Die Bevölkerung der Stadt spricht mehrheitlich Russisch als Muttersprache.

Verkehr

Die Stadt ist Ausgangspunkt zahlreicher nationaler und internationaler Bahnverbindungen und besitzt zwei Rangierbahnhöfe (Charkiv-Sort. und Osnova). Den innerörtlichen Verkehr übernehmen die Metro (siehe Metro Charkiw), Obuslinien und die Straßenbahn. Zudem existiert noch eine rund 1,4 Kilometer lange Standseilbahn (siehe Standseilbahn Charkiw) zwischen dem Zentrum und dem Wohnviertel Pawlowe Pole.

(2) Schlacht bei Charkow 12. bis 28. Mai 1942:

In der Winterschlacht 1941/42 war die Rote Armee an das westliche Donezufer bei Isjum vorgerückt. Der 100 Kilometer lange Brückenkopf südöstlich von Charkow stellte eine ebenso günstige Ausgangsbasis für weitere Operationen gegen die deutsche Heeresgruppe Süd dar wie die starke sowjetische Stellung bei Woltschansk nördlich von Charkow. Die sowjetische Großoffensive mit rund 640.000 Soldaten und 1.200 Panzern unter Marschall Semjon Timoschenko (1895-1970) begann am 12. Mai 1942 nach Ende der alljährlichen Schlammperiode. Ziel des massierten Panzereinsatzes war die Einschließung der im Raum Charkow operierenden 6. Armee unter Friedrich Paulus und der Armeegruppe von Generaloberst Ewald von Kleist. Ein anschließender Vorstoß zum Dnepr sollte die deutsche Ostfront im Südabschnitt zum Einsturz bringen.

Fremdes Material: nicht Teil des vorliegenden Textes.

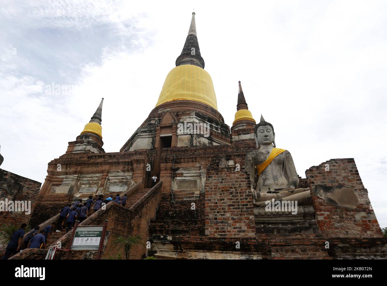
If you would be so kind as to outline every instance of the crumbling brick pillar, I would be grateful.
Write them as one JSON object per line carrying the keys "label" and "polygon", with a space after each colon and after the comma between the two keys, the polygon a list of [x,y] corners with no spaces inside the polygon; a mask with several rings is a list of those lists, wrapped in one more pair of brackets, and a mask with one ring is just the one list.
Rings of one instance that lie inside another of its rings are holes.
{"label": "crumbling brick pillar", "polygon": [[235,168],[211,167],[205,182],[205,234],[217,237],[255,237],[248,175]]}
{"label": "crumbling brick pillar", "polygon": [[326,237],[381,237],[353,158],[332,159],[305,172],[319,228]]}

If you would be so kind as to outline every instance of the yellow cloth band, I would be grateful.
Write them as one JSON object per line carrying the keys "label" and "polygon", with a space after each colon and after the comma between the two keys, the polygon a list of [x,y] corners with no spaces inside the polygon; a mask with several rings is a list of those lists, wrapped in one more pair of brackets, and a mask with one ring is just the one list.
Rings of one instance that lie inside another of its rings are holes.
{"label": "yellow cloth band", "polygon": [[266,159],[266,160],[262,164],[260,164],[257,166],[257,169],[258,171],[258,177],[259,177],[259,175],[261,174],[262,171],[266,169],[266,167],[269,165],[269,164],[271,163],[271,161],[274,159],[274,158],[276,158],[276,157],[283,152],[284,152],[286,151],[286,150],[284,149],[273,148],[273,149],[271,150],[271,152],[270,152],[270,155],[269,155],[269,157]]}
{"label": "yellow cloth band", "polygon": [[252,114],[251,114],[251,112],[248,109],[241,109],[240,110],[238,110],[235,113],[235,120],[233,122],[233,125],[235,124],[235,122],[237,121],[239,121],[240,120],[242,120],[243,119],[251,120],[252,121],[254,121],[254,122],[255,122],[254,118],[253,118]]}
{"label": "yellow cloth band", "polygon": [[102,127],[96,122],[90,122],[85,126],[85,128],[81,133],[81,134],[84,133],[93,133],[96,134],[102,139]]}
{"label": "yellow cloth band", "polygon": [[217,110],[211,76],[196,65],[179,65],[168,74],[156,106],[175,100],[197,101]]}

Die aus dem Isjumer Frontbogen sowie Woltschansk angreifenden Truppen Timoschenkos konnten nach Einbrüchen in die deutschen Verteidigungsstellungen zwar rasch an Raum gewinnen. Eine Einschließung der deutschen Einheiten gelang hingegen nicht. Die nachlassende sowjetische Stoßkraft nutzten Panzerverbände der Armeegruppe von Kleist zu einer Gegenoffensive. Am 17. Mai stießen sie zusammen mit verbündeten rumänischen Truppen von Slawjansk, Barwenkowo und Losowaja nach Norden vor. Aus dem Raum Charkow griff die 6. Armee ebenfalls in einer Zangenbewegung mit Stoßrichtung Süden an. Für die südlich der Stadt massierten vier sowjetischen Armeen erfolgte die Einkesselung vollkommen überraschend. Vergeblich versuchten sie, der am 23. Mai vollendeten Einschließung durch Ausbruchsversuche nach Südosten über den Donez zu entkommen. Nach fünf Tagen waren die sowjetischen Verbände vollständig aufgerieben. Rund 240.000 Rotarmisten gerieten in deutsche Kriegsgefangenschaft. Mit der letzten für die Wehrmacht siegreichen Kesselschlacht im Zweiten Weltkrieg erkämpften sich die Deutschen die strategischen Voraussetzungen für ihre Sommeroffensive 1942.